Судя по цифрам на телефоне, было три часа ночи. Еще минимум три часа до начала рассвета – и уже четыре, как он бродит по этой местности вообще и по лесу в частности. По лесу, в котором невозможно заблудиться ни днем, ни ночью, никогда: потому что не лес это вовсе, а просто заросшая деревьями небольшая сопка позади Давидовки. Позади, а не перед нею; между Давидовкой и Овчаровым сопок нет, а есть лишь грунтовка посреди заброшенных полей, всего-то пути три километра, выходишь сразу на Восьмой, а там пять километров сквозь деревню, полчаса быстрым шагом – все время по асфальту, а в центре вообще фонари горят, словно в Европе где-нибудь, уже не потеряешься, там рукой подать до дома. Но Соник уже почти перестал верить, что когда-нибудь попадет домой. И что когда-нибудь настанет утро.
В наших краях очень часто кружит и морочит. Никто не знает почему: в общем и целом место вполне благополучное, не проклятое, тысячу раз проверяли. Тем не менее то и дело слышишь, как кто-то опять заблудился в трех кедрах, чуть не сгинул в пяти дубах, едва не пропал в болотце полтора метра диаметром и глубиной лягушке по пояс, потерялся на сопке между Третьим мысом и Косым переулком, не вышел на связь в районе Лагуны – и так далее. И ладно бы происходили все эти истории с горькими пьяницами, так нет – все сплошь люди трезвые.
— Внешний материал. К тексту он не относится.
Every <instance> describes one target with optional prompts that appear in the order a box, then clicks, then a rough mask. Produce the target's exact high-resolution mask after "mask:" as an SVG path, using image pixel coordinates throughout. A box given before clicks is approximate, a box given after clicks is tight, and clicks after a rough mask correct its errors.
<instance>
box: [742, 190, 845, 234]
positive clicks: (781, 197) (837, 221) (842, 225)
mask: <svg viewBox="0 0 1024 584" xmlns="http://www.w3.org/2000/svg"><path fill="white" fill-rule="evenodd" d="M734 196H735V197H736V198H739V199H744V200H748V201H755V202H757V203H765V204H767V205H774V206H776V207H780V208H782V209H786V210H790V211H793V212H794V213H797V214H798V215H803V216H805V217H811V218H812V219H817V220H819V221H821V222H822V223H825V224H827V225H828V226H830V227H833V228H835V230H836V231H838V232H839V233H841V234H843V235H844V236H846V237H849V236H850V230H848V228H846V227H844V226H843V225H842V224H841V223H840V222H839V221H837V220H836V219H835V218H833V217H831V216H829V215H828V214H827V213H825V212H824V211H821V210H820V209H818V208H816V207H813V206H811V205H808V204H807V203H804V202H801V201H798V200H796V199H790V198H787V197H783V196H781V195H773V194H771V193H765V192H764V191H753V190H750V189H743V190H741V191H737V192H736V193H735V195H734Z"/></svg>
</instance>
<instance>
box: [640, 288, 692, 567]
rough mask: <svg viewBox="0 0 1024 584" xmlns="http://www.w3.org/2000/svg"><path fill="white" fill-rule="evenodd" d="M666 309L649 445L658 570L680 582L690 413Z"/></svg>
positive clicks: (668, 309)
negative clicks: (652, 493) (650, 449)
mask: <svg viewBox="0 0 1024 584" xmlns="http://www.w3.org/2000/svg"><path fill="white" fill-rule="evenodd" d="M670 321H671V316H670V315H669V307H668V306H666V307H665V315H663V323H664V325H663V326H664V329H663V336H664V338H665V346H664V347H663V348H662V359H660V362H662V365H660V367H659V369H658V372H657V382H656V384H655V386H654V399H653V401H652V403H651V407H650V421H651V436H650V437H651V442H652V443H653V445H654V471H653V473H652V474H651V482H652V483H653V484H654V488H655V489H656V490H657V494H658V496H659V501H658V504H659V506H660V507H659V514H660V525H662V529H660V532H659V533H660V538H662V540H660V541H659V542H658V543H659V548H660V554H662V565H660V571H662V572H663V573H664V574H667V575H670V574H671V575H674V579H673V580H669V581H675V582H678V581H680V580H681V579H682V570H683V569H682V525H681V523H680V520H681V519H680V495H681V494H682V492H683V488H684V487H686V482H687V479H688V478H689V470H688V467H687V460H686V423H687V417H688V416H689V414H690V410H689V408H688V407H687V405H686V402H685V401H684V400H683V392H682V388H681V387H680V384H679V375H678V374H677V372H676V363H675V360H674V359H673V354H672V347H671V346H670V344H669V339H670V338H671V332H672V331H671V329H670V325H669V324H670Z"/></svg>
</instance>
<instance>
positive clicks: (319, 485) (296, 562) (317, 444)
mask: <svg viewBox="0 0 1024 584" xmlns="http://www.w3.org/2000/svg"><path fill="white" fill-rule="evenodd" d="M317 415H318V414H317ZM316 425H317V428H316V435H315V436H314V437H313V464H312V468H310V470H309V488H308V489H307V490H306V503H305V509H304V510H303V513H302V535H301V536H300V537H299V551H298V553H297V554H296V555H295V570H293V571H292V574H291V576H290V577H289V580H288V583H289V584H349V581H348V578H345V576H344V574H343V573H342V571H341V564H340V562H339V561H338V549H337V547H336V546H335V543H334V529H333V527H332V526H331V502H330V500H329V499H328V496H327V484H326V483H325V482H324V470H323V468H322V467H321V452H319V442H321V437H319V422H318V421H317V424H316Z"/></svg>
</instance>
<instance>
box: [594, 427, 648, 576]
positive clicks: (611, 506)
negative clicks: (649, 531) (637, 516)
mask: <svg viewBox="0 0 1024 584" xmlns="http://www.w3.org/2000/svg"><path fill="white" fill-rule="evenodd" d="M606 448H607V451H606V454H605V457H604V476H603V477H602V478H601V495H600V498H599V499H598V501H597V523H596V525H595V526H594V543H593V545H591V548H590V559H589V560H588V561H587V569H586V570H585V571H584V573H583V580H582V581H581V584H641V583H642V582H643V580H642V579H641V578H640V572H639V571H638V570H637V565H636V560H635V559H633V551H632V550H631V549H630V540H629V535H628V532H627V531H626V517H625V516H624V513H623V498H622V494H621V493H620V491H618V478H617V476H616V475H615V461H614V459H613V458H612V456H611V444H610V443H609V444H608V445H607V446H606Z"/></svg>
А как начнут рассказывать, по каким чащобам их носило, так слушаешь и не веришь. Думаешь: врут для красоты. Но Соник точно не врал. Ему ни к чему, он не настолько любит общество людей, чтобы приукрашивать для них действительность еще и вербально.
– Я взрослый здоровый мужик, мне скоро полтос. – Соник говорил вслух, потому что тишина вокруг была невыносимой. – И росту во мне… Стоп машина. Опять эти железные заборчики.
Никто, впервые увидев Соника, не верит, что он художник. Сразу переводят взгляд на его руки – ищут подтверждения. А что руки: какое туловище, такие и руки. В Сонике росту больше двух метров, два ноль семь, если точнее; и – нет, в баскетбол Соник никогда не играл, даже в юности. И как же его замучили этой шуткой про НБА или шуткой про вворачивание лампочки сидя – хоть в деревне, хоть в городе люди обожают шутить одинаково и цитировать одно и то же, но каждый, конечно, полагает, что именно его шутка свежа, юна, не знавала других пользователей и что именно он у нее единственный автор.